First time crying

Liam

I have never cried in my whole life but I am now. I will never be able to see his face ever again. The tears streams down my cheeks, a feeling I have never felt. My head hangs low and my body is weak. I don't pay any attention until Alice comes...I don't wanna talk to her since what happened with Ash and she seems to understand that I don't wanna talk right now. She wraps her arm around my shoulder's and holds me close for a while.

Now I have none. I'm all alone in this world. I'm used to being surrounded by people. I like being alone but I don't like feeling this alone. It's like everyone has left me and I have no idea where to go. 

Alice holds me closer as I begin to sob, small sounds I didn't know a grown man like me could make. The sobs quiets down after a while and I pull away from Alice's embrace and stares into her beautiful eyes. 

"Thanks..." I manage to say, my voice shaky. 

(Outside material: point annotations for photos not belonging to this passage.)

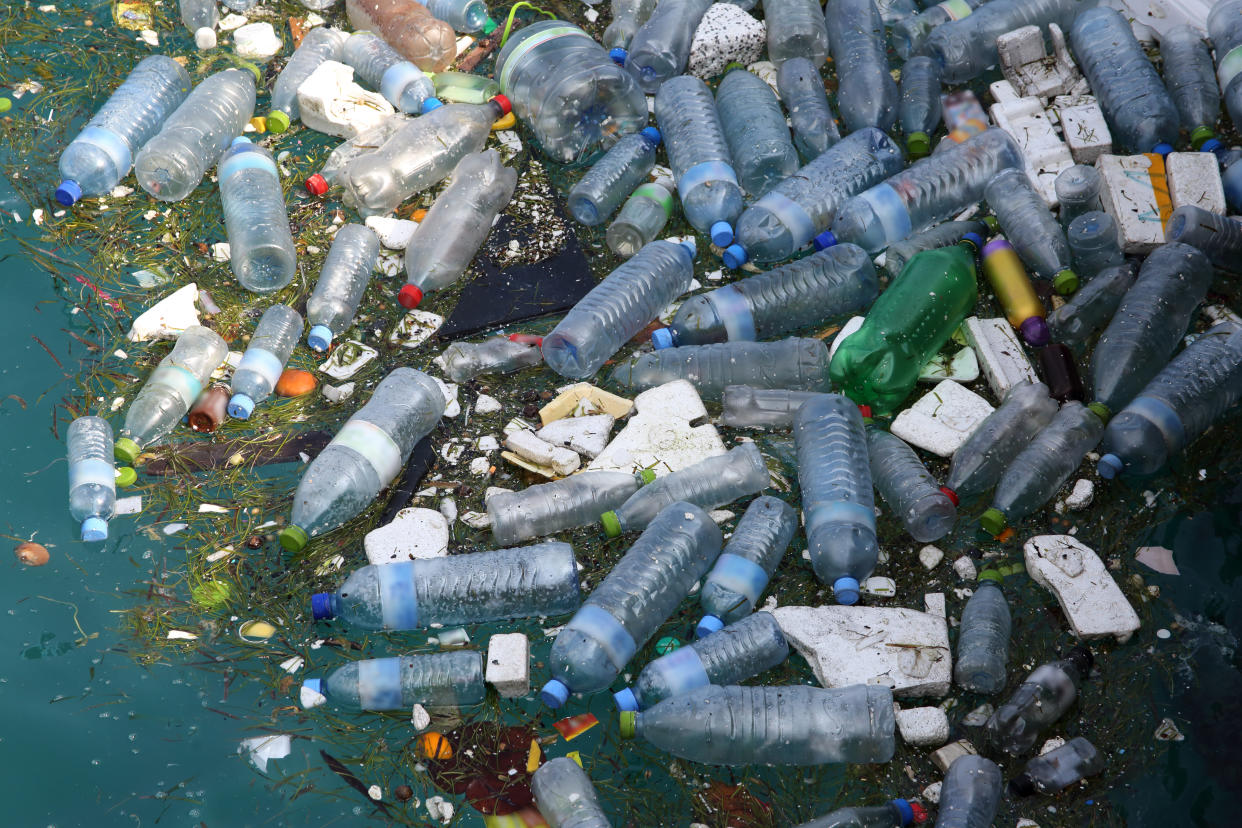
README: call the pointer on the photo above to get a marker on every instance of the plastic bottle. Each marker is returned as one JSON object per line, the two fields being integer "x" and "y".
{"x": 568, "y": 90}
{"x": 409, "y": 27}
{"x": 789, "y": 216}
{"x": 867, "y": 93}
{"x": 355, "y": 250}
{"x": 1149, "y": 323}
{"x": 318, "y": 45}
{"x": 434, "y": 680}
{"x": 617, "y": 308}
{"x": 1058, "y": 769}
{"x": 624, "y": 166}
{"x": 971, "y": 788}
{"x": 364, "y": 456}
{"x": 800, "y": 364}
{"x": 268, "y": 350}
{"x": 378, "y": 65}
{"x": 908, "y": 488}
{"x": 626, "y": 608}
{"x": 1030, "y": 227}
{"x": 754, "y": 127}
{"x": 838, "y": 510}
{"x": 879, "y": 363}
{"x": 641, "y": 219}
{"x": 708, "y": 483}
{"x": 92, "y": 477}
{"x": 919, "y": 109}
{"x": 825, "y": 287}
{"x": 925, "y": 193}
{"x": 262, "y": 255}
{"x": 170, "y": 390}
{"x": 470, "y": 589}
{"x": 735, "y": 725}
{"x": 1015, "y": 292}
{"x": 565, "y": 796}
{"x": 1043, "y": 466}
{"x": 738, "y": 652}
{"x": 662, "y": 45}
{"x": 549, "y": 508}
{"x": 1140, "y": 114}
{"x": 983, "y": 638}
{"x": 195, "y": 135}
{"x": 699, "y": 158}
{"x": 1180, "y": 402}
{"x": 102, "y": 154}
{"x": 805, "y": 97}
{"x": 419, "y": 155}
{"x": 979, "y": 463}
{"x": 740, "y": 574}
{"x": 1041, "y": 700}
{"x": 458, "y": 222}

She just smiles softly and nods before hugging me again.

....

When I got home that evening I for the first time stepped into my father's bedroom. It's adorned with black walls and black sheets. Almost everything is black. I open the warderobe that's filled with black and gray suits. I open one of fthe drawers and pull out one of his t-shirts. It smells just like him, rich manly perfume with a mix of something soft. I pull the t-shirt up to my nose and smells it, tears starts rolling down my cheeks. I lay down on the bed with the t-shirt tucked close to my nose so I can smell him. It's only been a few hours and I already miss him. I will never get to see him again, he was my father for God's sake! More and more tears roll down my cheeks and there I lay, in my dead father's bed, crying while holding his t-shirt. My whole life is ruined and it's not because of that stupid dare, it's because of my father's death. 

I don't know what to do or where to go. How am I going to handle all of this? I will probably have to drop out of school to take over the CEO position and do a lot of interviews and talk to the press and media. I will have to drop all of my dreams and focus on running the company and being the mafia boss of Black Lions. For a moment I think of taking my father's gun that's hidden in the nightstand drawer and kill myself but I know better than that. I won't do it becausee my father wouldn't want me to do it. I will probably take a few days off from school and fly to some island far away. 

The last thing I remember is the smell of my fathers t-shirt before falling asleep.